Con una carcajada, uno de los de la partida golpeó fuerte con el puño y una carta en el tapete verde sobre la mesa de mármol. En un arrastre, le acababa de levantar a la pareja contraria con su as, el tres de oros. Habían ganado. Le dio una palmada en el hombro a su compañero, le gritó a Dioni “Mira a ver qué te deben estos pardillos y no te olvides nada, ni la propina” y se levantó a ver qué era eso que nos traíamos entre manos. Sin dudarlo, ni quitar las chinchetas, arrancó dos de las cartas y tendió una de ellas a su compañero de partida. 

- “Tú también has ganado, así que hay que celebrarlo.” El otro leyó la carta y le dijo “¿Una bici? ¿A ver si te crees que soy rico como tú?”

- “Paco, no ofendas a Dios, que este año no te cabía el grano en el almacén.” Paco refunfuñó un poco, pero se guardó la carta. Seguro que pensaba en que más le valdría haber perdido la partida y en donde se podría conseguir una bici verde bien de precio. 

Solo quedaba una carta y no necesitaba acercarme para saber cuál era. De repente, Mary dejó el vaso con la fanta en la barra y se acercó al corcho cogiendo la última carta.

- “Ésta es para mí.”

- “Mary, no podemos.”

- “¿Quién ha dicho que no?”

- “Yo”. Me reventaba comentar mis problemas delante de todos pero no me aguanté. “Podemos comer las lentejas sin chorizo pero no sin lentejas.”

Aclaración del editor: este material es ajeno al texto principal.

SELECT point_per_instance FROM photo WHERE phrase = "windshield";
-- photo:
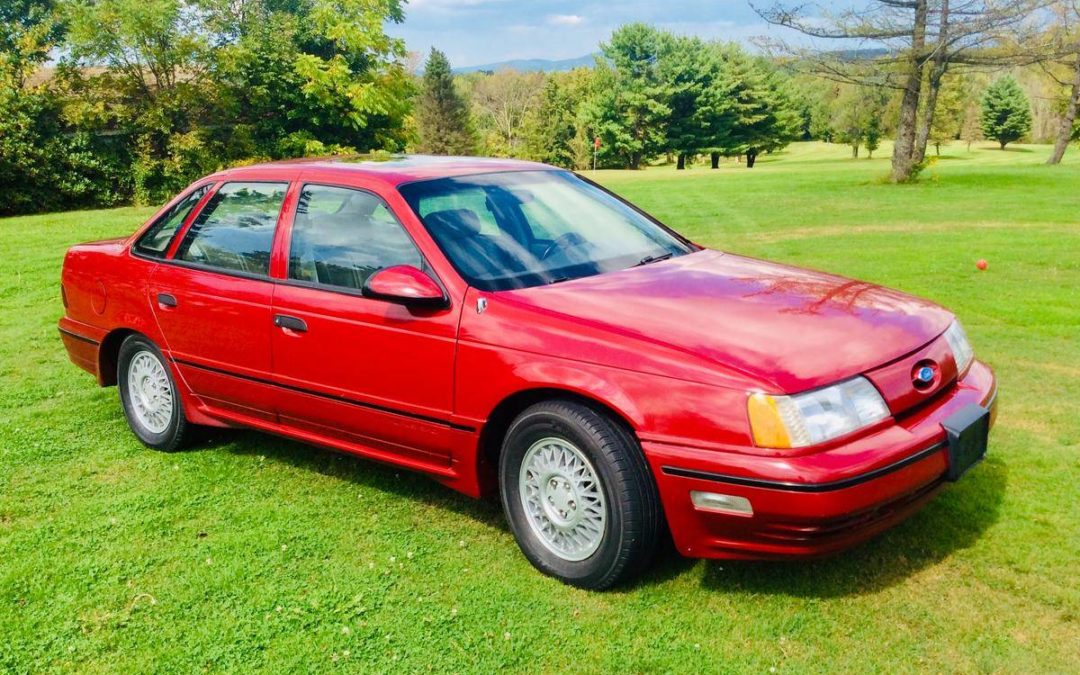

- “Jose, podemos hacerlo y lo vamos a hacer. Tenemos casa grande, un montón de camas vacías y todavía no se me ha olvidado coser ni limpiar, si nos hace falta. Un crío de ocho años no come tanto.”

- “Nueve”

- Se sonrió, me agarró del brazo y se acercó a mí “Ah, bueno, si tiene nueve entonces comerá mucho más.”

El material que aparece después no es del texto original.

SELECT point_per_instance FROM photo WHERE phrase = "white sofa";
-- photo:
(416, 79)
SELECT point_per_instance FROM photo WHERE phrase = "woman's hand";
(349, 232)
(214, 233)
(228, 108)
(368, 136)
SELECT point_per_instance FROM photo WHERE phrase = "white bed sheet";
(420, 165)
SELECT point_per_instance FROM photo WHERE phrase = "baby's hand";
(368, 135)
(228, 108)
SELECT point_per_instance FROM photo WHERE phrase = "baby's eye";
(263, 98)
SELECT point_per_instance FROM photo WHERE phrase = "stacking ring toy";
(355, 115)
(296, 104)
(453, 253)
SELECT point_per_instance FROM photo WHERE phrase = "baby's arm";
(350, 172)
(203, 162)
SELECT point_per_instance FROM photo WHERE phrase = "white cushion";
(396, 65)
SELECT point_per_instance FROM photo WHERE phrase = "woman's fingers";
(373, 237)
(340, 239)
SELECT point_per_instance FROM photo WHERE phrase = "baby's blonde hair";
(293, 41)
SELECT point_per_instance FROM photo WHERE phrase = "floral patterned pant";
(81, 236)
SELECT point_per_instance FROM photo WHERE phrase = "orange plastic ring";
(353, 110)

- “Mary, los chicos lo necesitan todo. Y no sé qué les parecerá.”

- “Jose, los chicos tienen todo lo que necesitan, ya nos encargamos de eso cada mes, y si pusieran alguna pega, es que no los conozco, no me parecerían hijos de su padre. Será nuestro regalo de Navidad para ellos. Y para nosotros.”

- “Para ti” le dije guiñándole el ojo.

- “Y para ti también, abuelo. Te vendrá bien tener que plantar cara otra vez a un mocoso. Eso te rejuvenecerá, que buena falta te hace.”

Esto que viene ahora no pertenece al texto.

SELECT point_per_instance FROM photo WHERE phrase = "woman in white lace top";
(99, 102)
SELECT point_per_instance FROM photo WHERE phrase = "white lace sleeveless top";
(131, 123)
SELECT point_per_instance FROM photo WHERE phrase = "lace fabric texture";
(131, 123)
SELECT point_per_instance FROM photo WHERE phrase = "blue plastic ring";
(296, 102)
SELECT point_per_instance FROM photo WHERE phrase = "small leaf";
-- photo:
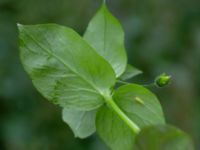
(63, 67)
(130, 72)
(163, 137)
(82, 123)
(139, 104)
(106, 36)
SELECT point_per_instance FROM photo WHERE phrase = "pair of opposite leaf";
(79, 74)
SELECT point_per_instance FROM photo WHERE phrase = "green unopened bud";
(162, 80)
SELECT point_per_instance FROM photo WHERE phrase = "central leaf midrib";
(60, 60)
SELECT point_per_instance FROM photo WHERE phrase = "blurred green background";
(161, 36)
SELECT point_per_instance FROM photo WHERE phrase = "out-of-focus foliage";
(161, 36)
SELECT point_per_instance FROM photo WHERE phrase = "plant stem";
(111, 103)
(122, 82)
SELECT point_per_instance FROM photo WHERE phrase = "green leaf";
(82, 123)
(106, 35)
(130, 72)
(139, 105)
(116, 134)
(163, 137)
(63, 67)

- “Si me descuido me pones otra vez a cambiar pañales.”

- “¡¿Otra vez?! Pero si no lo has hecho en tu vida. Si con la cara de asco que pusiste la primera vez ni te pedí que lo volvieras a intentar.”

La miré a los ojos y no dije nada. Hacía tiempo que no la recordaba tan guapa. Así que esta es la pequeña historia de un pueblo, un bar y unas cartas a los Reyes Magos que como todos los niños saben, siempre llegan a su destino.